Coaches and athletes in the non-football sports will have varied reactions to realignment.  Some may welcome the additional television revenues that flow to the athletics programs, but one thing is clear.  They were all secondary actors.  The controlling factor was television revenues – mostly from football.    No matter your sport, you must pay homage to the money flow.

The Pac-12 and its remaining members cannot ignore the revenue issue, but they are still in a position to do something to protect the interests of their non-football programs.   There are options. 

A key feature should be divorcing football league alignments from the rest of the athletic programs.  The conference can keep the integrity of non-football programs while allowing flexibility for football-only scheduling that enhances revenues.  For example, the Pac-12 could consider a merger with another conference only for football, leaving the rest of the conference sports unaffected.  Or, in a more extreme option, the conference could cut loose its restless members to make separate arrangements for football scheduling.   Either of these approaches has costs and will require working around existing or possible future television contracts, but they should allow enhanced television revenues for the schools with leverage without the same deleterious effects on non-football programs.  

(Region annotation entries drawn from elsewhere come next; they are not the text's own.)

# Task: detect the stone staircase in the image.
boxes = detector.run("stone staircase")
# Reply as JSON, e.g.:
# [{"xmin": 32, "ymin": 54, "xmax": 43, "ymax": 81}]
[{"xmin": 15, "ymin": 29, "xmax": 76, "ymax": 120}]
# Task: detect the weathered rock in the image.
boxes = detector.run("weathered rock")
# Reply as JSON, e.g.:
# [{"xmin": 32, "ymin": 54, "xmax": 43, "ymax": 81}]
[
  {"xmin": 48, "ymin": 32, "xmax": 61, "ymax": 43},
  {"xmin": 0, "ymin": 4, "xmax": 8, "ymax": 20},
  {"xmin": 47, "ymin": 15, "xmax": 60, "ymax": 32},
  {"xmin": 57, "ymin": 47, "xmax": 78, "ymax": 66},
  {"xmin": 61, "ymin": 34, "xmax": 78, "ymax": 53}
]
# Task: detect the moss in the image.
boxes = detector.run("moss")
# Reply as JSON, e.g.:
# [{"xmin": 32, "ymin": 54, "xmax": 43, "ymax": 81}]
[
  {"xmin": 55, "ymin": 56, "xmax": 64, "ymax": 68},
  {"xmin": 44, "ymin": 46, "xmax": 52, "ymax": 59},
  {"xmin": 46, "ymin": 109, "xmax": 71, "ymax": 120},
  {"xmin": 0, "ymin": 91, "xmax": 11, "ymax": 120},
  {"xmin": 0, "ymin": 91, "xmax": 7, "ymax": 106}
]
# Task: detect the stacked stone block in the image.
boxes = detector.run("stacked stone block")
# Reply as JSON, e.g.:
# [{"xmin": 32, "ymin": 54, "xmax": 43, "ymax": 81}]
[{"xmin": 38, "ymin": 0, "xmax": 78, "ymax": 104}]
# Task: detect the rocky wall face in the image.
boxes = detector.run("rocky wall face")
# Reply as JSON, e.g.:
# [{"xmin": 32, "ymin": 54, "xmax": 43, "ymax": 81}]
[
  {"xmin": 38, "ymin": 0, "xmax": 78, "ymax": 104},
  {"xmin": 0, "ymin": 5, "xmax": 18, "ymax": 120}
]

In addressing the current challenge, athletic directors should be made aware that loyal fans of the non-football programs do not want to see football-generated television revenues dictate how their favorite sport is played.  At least before the Southern California schools departure, the Pac-12 could accurately market itself as the premier non-football conference in the country.  That now is at risk.  The options confronting the conference all have downsides.  But doing nothing will likely be worse, perhaps resulting in a total disintegration of the conference that further degrades both football and the non-football sports.